Circle Jerks were never a band to stand down without a fight, and even though Keith Morris took to many lengthy monologues between songs about everything from how Herb Alpert “discovered” them, to how COVID messed up their celebrating the 40th anniversary of the Group Sex album; and that by now they’ll be celebrating 40 years of the disc Wild In The Streets, to his diatribes about how they spent years hating each other but found ways to get their act together and come back out, they still played a set that felt as powerful and urgent as ever, outshining the hefty tirades, and it was a true treat to see them back rocking harder than ever.
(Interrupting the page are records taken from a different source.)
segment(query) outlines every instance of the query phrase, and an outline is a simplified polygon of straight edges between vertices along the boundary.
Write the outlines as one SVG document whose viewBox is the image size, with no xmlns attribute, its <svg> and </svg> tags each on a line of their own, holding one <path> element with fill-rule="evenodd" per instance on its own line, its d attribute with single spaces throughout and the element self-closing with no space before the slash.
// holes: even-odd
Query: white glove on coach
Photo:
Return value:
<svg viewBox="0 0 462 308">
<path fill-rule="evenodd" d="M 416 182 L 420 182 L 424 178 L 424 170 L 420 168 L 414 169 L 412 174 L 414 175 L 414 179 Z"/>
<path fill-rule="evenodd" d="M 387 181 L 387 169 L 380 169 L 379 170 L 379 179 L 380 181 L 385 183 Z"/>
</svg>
The new drummer Joey Castillo was a great driving force to the music, and seeing long time bassist Zander Schloss back on stage with the band again after a long absence was a true treat, especially as he even appeared the movie Repo Man back in the day which really brought the whole show back to the old days for me, and when they played the song “Coup d etat” from that soundtrack I must admit I lost my shit. There were so many more classics they ripped through, from “I Just Want Some Skank,” “Wild in the Streets,” “World Up My Ass,” “Leave Me Alone,” “Live Fast Die Young,” “World Up My Ass,” and my favorite song “Wasted,” I thought it may never get better, but their encore of a The Soft Boys cover “I Wanna Destroy You” followed by the street fight anthems “What’s Your Problem” and “Question Authority” very nearly blew the roof of Irving Plaza and helped this show become truly one of the most powerfully impressive shows I’ve seen for quite some time.